Why black women over women in general?
I’m sure there are white women of sexual violence, but I was focused on this legacy that was rooted in slavery of white men attacking black women with impunity and believing they had the right, they had access to black women’s bodies without their permission, without their consent. and most of the time, they got away with it. That’s a legacy that is rooted in slavery and is unique in many ways to the Deep South, because of slavery. I’m not saying it didn’t happen in the North, I’m just saying that the ways in which it happened—almost ritualistic fashion—across the South is unique to that area because of the institution of slavery. Also, my focus was on black women because we spend a lot of time talking about white women and their position atop a racial hierarchy. White women were painted as these pure victims, pure women, whose defense justified lynching and other kinds of racial crimes. So I felt like black women’s stories were consistently pushed aside, whether in favor of talking about black men or white women. Black women’s experiences really hadn’t been grappled with. I really wanted to know what were they dealing with on a daily basis? Where they testifying about? What were their concerns? What personal things were they concerned about? Were they treated like human beings, and if not, how not? That was my focus.

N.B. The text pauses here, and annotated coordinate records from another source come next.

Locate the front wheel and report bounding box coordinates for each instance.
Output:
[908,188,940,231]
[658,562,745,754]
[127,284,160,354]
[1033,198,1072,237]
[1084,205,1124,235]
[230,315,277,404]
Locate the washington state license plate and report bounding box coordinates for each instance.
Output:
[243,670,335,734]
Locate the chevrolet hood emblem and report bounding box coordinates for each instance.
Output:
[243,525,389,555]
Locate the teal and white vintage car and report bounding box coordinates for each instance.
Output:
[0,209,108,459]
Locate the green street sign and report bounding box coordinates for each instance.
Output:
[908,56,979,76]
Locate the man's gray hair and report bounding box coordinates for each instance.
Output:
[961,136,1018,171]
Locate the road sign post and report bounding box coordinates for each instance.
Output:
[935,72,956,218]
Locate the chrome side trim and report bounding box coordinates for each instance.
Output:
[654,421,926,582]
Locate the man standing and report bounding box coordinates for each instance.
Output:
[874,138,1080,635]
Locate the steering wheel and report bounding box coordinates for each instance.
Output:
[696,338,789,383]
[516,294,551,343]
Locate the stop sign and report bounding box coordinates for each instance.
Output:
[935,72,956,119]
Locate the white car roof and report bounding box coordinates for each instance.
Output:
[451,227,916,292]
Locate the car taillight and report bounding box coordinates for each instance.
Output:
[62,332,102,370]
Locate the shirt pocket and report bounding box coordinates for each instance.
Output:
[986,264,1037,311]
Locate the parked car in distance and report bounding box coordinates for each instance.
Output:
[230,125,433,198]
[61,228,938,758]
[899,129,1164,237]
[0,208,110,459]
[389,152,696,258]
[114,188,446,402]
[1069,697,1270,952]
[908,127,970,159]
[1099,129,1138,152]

What do you hope students get out of your work?
I hope a couple things. I hope it helps students see that the movement was bigger than Martin Luther King and Rosa Parks and the iconic people we associate with the movement. It had to do with everyday struggles that people faced, and that black women paved a way for all women by speaking out decades before the women’s movement, by using their voices as weapons of protest and their testimonies as weapons of war. I hope it teaches women and men that are victims of crime and oppression to use their voices to testify against these crimes because it’s our testimonies; it’s our voices that often bring an end to these things. If there’s something that we feel is unjust, we should speak out about it. If they had the courage to do it, in the dark days of Jim Crow, when their lives were at risk for doing so, then we should have the courage to do it today.